Ante las pruebas difíciles hay personas, instituciones y colectividades que se hunden y caen en la frustración y desesperanza, o sálvese quien pueda. Mi opinión es que ante pruebas graves colectivas necesitamos estar unidos, romper el individualismo y a salvarnos todos, porque padecemos de la falta de unión, división y odio.

Cuanto mayor es la prueba mayor debe ser la esperanza, porque tener esperanza cuando todo va bien es fácil; pero la fortaleza, la capacidad de superación de una persona, de una colectividad de un país, se muestra en las situaciones de prueba, y eso renueva la creatividad y hace brotar las energías que estaban latentes. Honduras necesita renovar la esperanza de manera fuerte y creativa. La fe cristiana celebrada con mayor fuerza en Semana Santa tiene mucho que aportar y decir precisamente para afrontar la crisis que atravesamos y no perder la esperanza.


¿Qué es lo que más le preocupa?

Que haya fuerzas grandes, organizadas y poderosas en Honduras que no quieran un verdadero cambio político, social, económico. Fuerzas que quieran que sigamos en el mismo modelo y en más de lo mismo. Quien en esta situación está bien, no pasa necesidad y tiene los medios no quiere que cambien las cosas, pero eso es una minoría. Por ello debe organizarse la sociedad y formar una conciencia ciudadana para trabajar en el cambio que Honduras necesita, un cambio integral prácticamente en todas las dimensiones.

La Iglesia suspendió procesiones, pero una buena parte de la gente se fue a las playas, ¿qué piensa?

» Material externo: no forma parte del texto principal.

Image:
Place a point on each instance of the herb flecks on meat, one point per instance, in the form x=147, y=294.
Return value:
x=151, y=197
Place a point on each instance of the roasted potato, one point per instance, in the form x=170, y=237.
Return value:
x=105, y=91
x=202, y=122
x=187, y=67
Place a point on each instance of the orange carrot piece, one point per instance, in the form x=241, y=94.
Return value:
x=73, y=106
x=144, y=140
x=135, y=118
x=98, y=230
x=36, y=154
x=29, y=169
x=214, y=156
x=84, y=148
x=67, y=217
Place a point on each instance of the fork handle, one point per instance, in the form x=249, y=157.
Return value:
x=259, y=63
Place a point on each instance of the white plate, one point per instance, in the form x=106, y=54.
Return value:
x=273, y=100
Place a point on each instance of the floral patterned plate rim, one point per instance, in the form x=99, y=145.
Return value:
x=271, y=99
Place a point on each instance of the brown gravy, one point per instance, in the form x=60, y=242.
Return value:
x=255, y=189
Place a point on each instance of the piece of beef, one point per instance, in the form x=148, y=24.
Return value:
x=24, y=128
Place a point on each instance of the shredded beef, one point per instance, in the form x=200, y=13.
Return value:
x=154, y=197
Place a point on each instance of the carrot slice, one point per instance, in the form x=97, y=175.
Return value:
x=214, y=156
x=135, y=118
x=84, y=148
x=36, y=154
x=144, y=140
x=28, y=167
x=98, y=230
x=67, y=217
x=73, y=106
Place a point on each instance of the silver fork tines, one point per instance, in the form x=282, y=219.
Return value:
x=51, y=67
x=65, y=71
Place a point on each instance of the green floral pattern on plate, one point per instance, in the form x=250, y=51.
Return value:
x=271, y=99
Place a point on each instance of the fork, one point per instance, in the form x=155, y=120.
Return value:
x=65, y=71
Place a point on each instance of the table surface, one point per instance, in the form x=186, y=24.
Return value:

Desde que empezó la pandemia en Honduras hay personas conscientes de la gravedad de la pandemia, facilidad de contagio, efectos negativos en la salud, el luto en las familias y el impacto en la economía; pero también hay personas que no son conscientes, y aunque esté dada la norma no la cumplen y actúan irresponsablemente. En esta Semana Santa existe un peligro gravísimo de contagio y se está advirtiendo. Será una situación difícil y preocupa los efectos dentro de un par de semanas. No cumplir las medidas de bioseguridad es un atentado a la vida propia, y cumplirlas es un acto de caridad a uno mismo y al prójimo.


¿Cuál es el mensaje para los que han perdido la esperanza?

Yo percibo que en muchos hondureños hay como una pérdida de ilusión, esperanza, porque viven en situaciones muy duras. A todos los que estén experimentando el dolor por la pérdida de los seres queridos, la soledad y el luto. Los que sufren por la crisis interna porque no hay ingresos para la vida familiar y están pasando necesidad, a todos los que perdieron sus bienes por los huracanes, les digo que no los domine la tristeza o el abatimiento porque más se hunden, permanezcan unidos con su familia y amistades, así mantengan el ánimo de luchar y salir adelante, pongan su confianza en Dios y ayúdense unos a otros.


¿Y a los políticos?

Hay tantas cosas que decirles. Ustedes los políticos se presentan para servir al pueblo y piden el voto popular precisamente para servir al pueblo. Son elegidos por el pueblo, entonces no se olviden del pueblo.

Sean hombres y mujeres con sensibilidad social, sientan los problemas de la mayoría de los hondureños que les duela el corazón y la conciencia, no sean indiferentes y sirvan al pueblo buscando el bien, no sus intereses.